A CDN server hosts the JSON files. For example, here's how the <liferay-learn:message key="download-app" resource="marketplace-store-web" /> tag works:

  1. The tag checks for the resource file (JSON file with prefix marketplace-store-web) on the local CDN server at https://learn-resources.liferay.com/marketplace-store-web.json.
  2. The local server checks the global server at http://s3.amazonaws.com/learn-resources.liferay.com/marketplace-store-web.json for updates to the resource.
  3. If the local resource is valid, it's served immediately. Otherwise, the local server serves the resource after refreshing the local resource cache with the latest update from the global server.

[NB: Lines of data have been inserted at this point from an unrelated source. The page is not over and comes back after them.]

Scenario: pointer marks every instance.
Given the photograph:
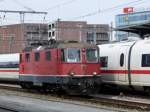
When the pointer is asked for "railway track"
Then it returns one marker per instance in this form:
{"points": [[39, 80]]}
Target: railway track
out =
{"points": [[117, 103], [7, 109]]}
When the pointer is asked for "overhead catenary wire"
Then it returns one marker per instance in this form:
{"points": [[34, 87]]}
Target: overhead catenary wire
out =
{"points": [[137, 2], [59, 5], [24, 6]]}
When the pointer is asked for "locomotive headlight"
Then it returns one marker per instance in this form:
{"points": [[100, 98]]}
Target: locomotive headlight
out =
{"points": [[94, 73]]}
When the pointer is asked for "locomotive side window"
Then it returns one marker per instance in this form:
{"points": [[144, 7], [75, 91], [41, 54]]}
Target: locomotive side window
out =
{"points": [[91, 55], [146, 60], [122, 60], [73, 55], [104, 61], [20, 60], [27, 57], [63, 55], [48, 55], [37, 56]]}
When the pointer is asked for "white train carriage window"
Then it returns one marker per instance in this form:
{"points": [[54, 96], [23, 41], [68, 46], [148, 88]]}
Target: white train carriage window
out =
{"points": [[91, 55], [122, 60], [146, 60], [104, 61]]}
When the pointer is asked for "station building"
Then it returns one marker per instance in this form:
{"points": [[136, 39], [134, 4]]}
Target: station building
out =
{"points": [[131, 17], [13, 38]]}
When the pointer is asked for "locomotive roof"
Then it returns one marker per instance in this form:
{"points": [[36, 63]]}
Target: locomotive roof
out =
{"points": [[59, 45]]}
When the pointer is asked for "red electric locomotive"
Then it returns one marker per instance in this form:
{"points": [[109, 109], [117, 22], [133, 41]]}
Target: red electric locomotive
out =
{"points": [[70, 66]]}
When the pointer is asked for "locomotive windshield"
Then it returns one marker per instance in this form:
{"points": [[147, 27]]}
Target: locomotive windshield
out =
{"points": [[91, 55], [71, 55]]}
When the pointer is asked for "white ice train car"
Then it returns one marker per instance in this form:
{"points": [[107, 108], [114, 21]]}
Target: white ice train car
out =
{"points": [[9, 67], [126, 63]]}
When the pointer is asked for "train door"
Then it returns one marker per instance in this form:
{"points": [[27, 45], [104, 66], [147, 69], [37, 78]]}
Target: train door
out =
{"points": [[122, 69]]}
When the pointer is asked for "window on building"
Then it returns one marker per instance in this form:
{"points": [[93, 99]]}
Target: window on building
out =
{"points": [[27, 57], [146, 60], [90, 37], [37, 56], [104, 61], [48, 55], [49, 27], [122, 60]]}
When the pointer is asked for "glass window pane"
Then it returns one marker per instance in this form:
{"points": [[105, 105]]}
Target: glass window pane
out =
{"points": [[37, 56], [27, 57], [91, 55], [73, 55], [48, 55]]}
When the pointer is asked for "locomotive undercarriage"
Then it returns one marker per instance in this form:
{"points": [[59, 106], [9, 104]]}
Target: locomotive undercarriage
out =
{"points": [[70, 85]]}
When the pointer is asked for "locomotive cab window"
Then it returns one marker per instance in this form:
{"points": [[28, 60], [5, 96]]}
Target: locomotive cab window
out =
{"points": [[37, 56], [92, 55], [122, 60], [146, 60], [104, 61], [48, 55], [71, 55], [27, 57]]}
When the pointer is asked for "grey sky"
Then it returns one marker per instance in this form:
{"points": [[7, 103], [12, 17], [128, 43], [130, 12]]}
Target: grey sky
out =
{"points": [[67, 9]]}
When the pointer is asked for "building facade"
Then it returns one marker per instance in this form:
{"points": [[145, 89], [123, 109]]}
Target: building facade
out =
{"points": [[13, 38], [78, 31], [134, 17]]}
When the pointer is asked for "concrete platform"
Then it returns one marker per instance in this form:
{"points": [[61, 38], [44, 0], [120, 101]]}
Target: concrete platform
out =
{"points": [[23, 104]]}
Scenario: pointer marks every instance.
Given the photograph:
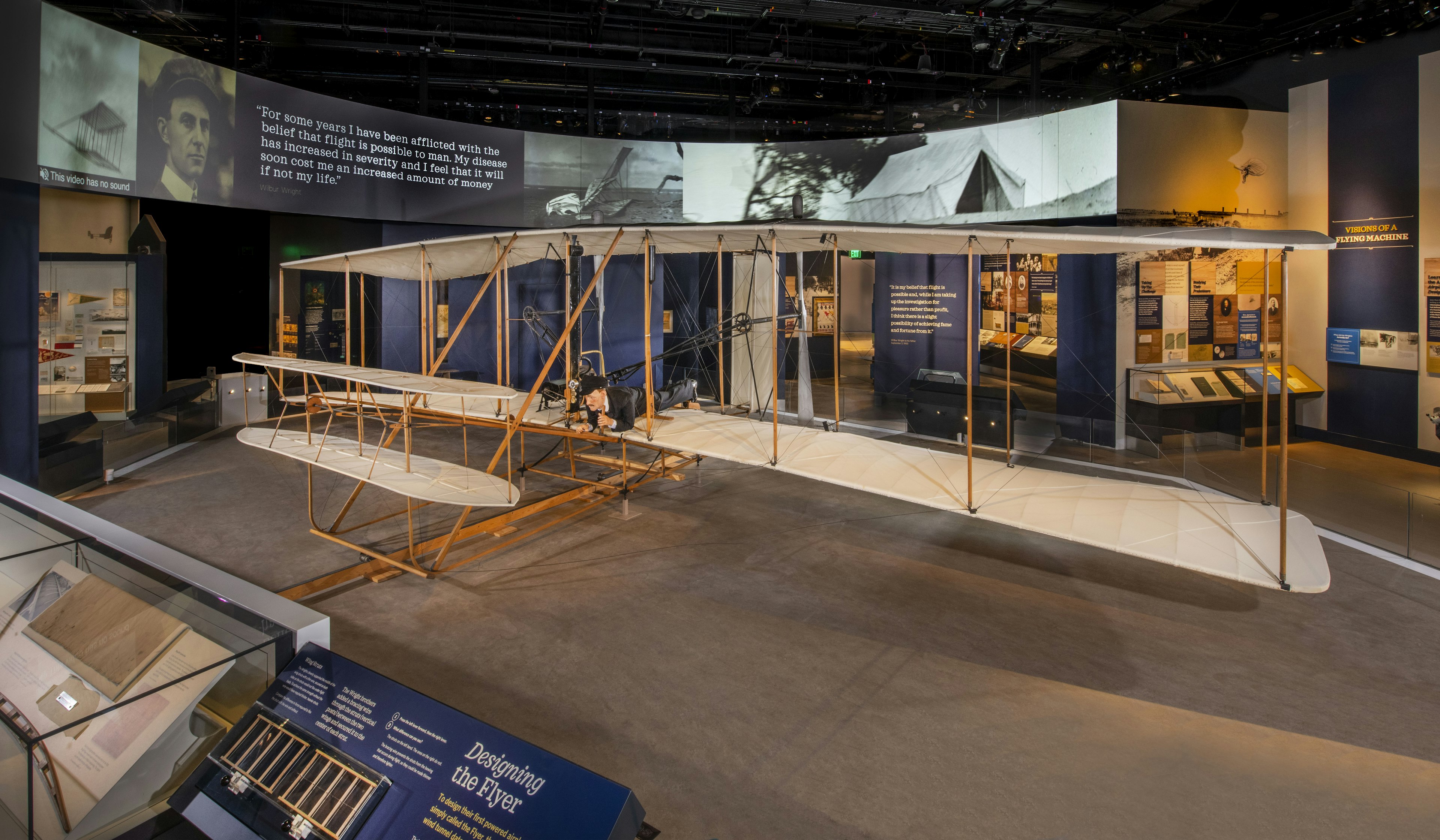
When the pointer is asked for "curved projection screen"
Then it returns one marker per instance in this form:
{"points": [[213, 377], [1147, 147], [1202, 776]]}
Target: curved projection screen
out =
{"points": [[126, 117]]}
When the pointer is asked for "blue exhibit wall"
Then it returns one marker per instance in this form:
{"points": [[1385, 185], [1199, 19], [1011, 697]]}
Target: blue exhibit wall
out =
{"points": [[1086, 379], [19, 331], [398, 308], [909, 338], [1374, 172]]}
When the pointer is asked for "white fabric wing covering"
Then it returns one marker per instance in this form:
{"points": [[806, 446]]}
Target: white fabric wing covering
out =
{"points": [[381, 377], [466, 256]]}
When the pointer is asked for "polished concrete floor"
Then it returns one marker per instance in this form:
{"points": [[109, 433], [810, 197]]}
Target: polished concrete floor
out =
{"points": [[762, 656]]}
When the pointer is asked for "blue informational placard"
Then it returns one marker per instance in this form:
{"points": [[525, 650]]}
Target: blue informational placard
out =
{"points": [[1342, 346], [1248, 334], [451, 776]]}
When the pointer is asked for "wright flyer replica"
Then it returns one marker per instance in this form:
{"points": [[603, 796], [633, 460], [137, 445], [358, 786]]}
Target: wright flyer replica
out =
{"points": [[362, 424]]}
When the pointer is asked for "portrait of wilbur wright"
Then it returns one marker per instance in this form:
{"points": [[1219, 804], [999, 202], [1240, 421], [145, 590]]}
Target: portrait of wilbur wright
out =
{"points": [[186, 129]]}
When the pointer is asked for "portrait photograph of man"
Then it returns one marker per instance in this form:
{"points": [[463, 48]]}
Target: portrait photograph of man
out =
{"points": [[186, 129]]}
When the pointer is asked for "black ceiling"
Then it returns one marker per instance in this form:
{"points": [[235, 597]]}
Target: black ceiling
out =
{"points": [[788, 70]]}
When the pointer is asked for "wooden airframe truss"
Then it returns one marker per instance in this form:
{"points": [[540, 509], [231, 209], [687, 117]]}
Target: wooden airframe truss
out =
{"points": [[406, 402]]}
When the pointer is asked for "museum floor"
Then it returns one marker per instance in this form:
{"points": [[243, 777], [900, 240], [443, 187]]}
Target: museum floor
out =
{"points": [[766, 656]]}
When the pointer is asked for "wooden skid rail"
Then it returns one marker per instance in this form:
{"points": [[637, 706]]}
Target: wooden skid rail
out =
{"points": [[529, 520]]}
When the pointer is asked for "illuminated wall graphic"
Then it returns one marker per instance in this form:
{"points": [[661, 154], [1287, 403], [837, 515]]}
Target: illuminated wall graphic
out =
{"points": [[126, 117]]}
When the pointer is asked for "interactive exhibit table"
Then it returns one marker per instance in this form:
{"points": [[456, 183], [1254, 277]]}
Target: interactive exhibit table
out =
{"points": [[334, 750], [1215, 400]]}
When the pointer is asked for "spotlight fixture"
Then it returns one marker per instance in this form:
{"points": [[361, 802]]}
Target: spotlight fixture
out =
{"points": [[981, 39], [999, 55]]}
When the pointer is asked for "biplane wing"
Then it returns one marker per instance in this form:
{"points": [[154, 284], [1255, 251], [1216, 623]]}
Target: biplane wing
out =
{"points": [[415, 475], [382, 379]]}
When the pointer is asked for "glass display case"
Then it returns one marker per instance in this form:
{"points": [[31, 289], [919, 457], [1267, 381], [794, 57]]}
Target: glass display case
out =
{"points": [[118, 678], [87, 338], [1188, 386]]}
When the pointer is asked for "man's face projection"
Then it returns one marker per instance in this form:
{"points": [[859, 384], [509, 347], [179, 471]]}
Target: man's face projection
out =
{"points": [[188, 134]]}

Note: The cache refreshes every four hours by default, per the learn.resources.refresh.time portal property.

Adding a Resource Link to a React Component

For example, to use the search-experiences-web.json file's advanced-configuration resource key:

  1. In the JSP, use the LearnMessageUtil.getReactDataJSONObject Java method to retrieve the resource data to pass into the React component.

    <%@ page import="com.liferay.learn.LearnMessageUtil" %>
    
    <react:component
    	module='path/to/component'
    	props='<%=
    		HashMapBuilder.<String, Object>put(
    			"learnResources", LearnMessageUtil.getReactDataJSONObject("search-experiences-web")
    		).build()
    	%>'
    />

    To retrieve multiple resources, a string array can be passed into getReactDataJSONObject. For example: LearnMessageUtil.getReactDataJSONObject(new String[] {"portal-search-web", "search-experiences-web"})

  2. In the React component, use LearnResourcesContext to provide the resource and the LearnMessage component to display the link.

    import {LearnMessage, LearnResourcesContext} from 'frontend-js-components-web';
    
    <LearnResourcesContext.Provider value={learnResources}>
    	<LearnMessage
    		resource='search-experiences-web'
    		resourceKey='advanced-configuration'
    	/>
    </LearnResourcesContext.Provider>

    The LearnMessage component renders a ClayLink and additional props will be passed into it.

Guidelines

Here are some guidelines for writing the JSON files and tags.

Name the JSON Files After the Web Modules That Will Use the Resources

For example, if want the foo-web module's JSPs to link to resources, create the resources in a JSON file called liferay-resources/foo-web.json.

Make Resource Keys Unique Per JSON File

Don't duplicate resource keys in the same JSON file.

Name Lone Resource Keys general

If a JSON file has only one resource key, name the key general.